En France, leur talent était encore ignoré, mais la presse locale n’a toutefois pas tardé à les découvrir. Villa-Lobos et Baden Powell faisaient d’une certaine manière office de porte-parole d’un pays encore inconnu de la plupart des Français. Pour sa part, Hamilton de Holanda emboitait le pas de maîtres tels quels Chico Buarque, Caetano Veloso, Gilberto Gil et Gal Costa dont les chansons étaient bien divulguées en France. Il allait donc avoir la lourde charge d’être le nouveau représentant musical d’un Brésil qui avait déjà donné au monde de nombreux succès.

Dans ce contexte, comment les présenter aux lecteurs? À travers des clichés et des caractéristiques exotiques de leur pays, peut-être.

Voici quelques petites extraitsde la presse française de leurs époques : « Il représente la sentimentalité que le primitivisme brésilien [...] peut offrir de plus personnel en sa rudesse, en sa sincérité ingénue» (sur Villa-Lobos), « Les doigts venus du soleil» (sur Baden Powell) ou « Sa musique ? Le Choro est une sorte de swing à mi-chemin entre samba et jazz manouche» (sur Hamilton de Holanda). Dans ces exemples, l’approche choisie est de faire lien avec les éléments brésiliens connus des Français à leurs époques, presque des archétypes, comme « le primitivisme brésilien », « le soleil » et « la samba ».

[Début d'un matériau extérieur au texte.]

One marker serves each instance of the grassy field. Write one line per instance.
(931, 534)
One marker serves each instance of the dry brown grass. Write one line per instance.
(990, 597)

Pour ce qui est de la presse brésilienne, la vision est, bien sûr, différente. Il est vrai que les Brésiliens aiment leur musique et leurs compositeurs, et en sont fiers. Selon L‘International Federation of the Phonographic Industry (IFPI), 8 disques sur 10 commercialisés dans le pays ont été lancés par des artistes locaux. Mais il y a quelque chose dans l’esprit des Brésiliens, défini par l’écrivain Nélson Rodrigues comme le « complexe de bâtard », une espèce d’auto sabotage, qui les fait se sentir inférieurs au reste du monde. Dans ce contexte, les analyses étrangères de ce qui se passe dans le pays prennent souvent d’importantes proportions, comme la phrase atribuée au Général de Gaulle : « Le Brésil n’est pas un pays sérieux ». Cette citation a été, et est toujours répétée maintes et maintes fois par la presse brésilienne, dans une auto indulgence qui pourrait vouloir dire : « En fin de compte, nous ne sommes capables de rien ». Il s’agit d’un héritage de l’époque coloniale, quand, par l’intermédiaire de la force, la volonté et l’avis des colonisateurs étrangers étaient imposés au peuple qui s’est habitué. Ainsi, nous voulons découvrir si ce regard étranger a influencé celui des Brésiliens sur leurs propres musiciens.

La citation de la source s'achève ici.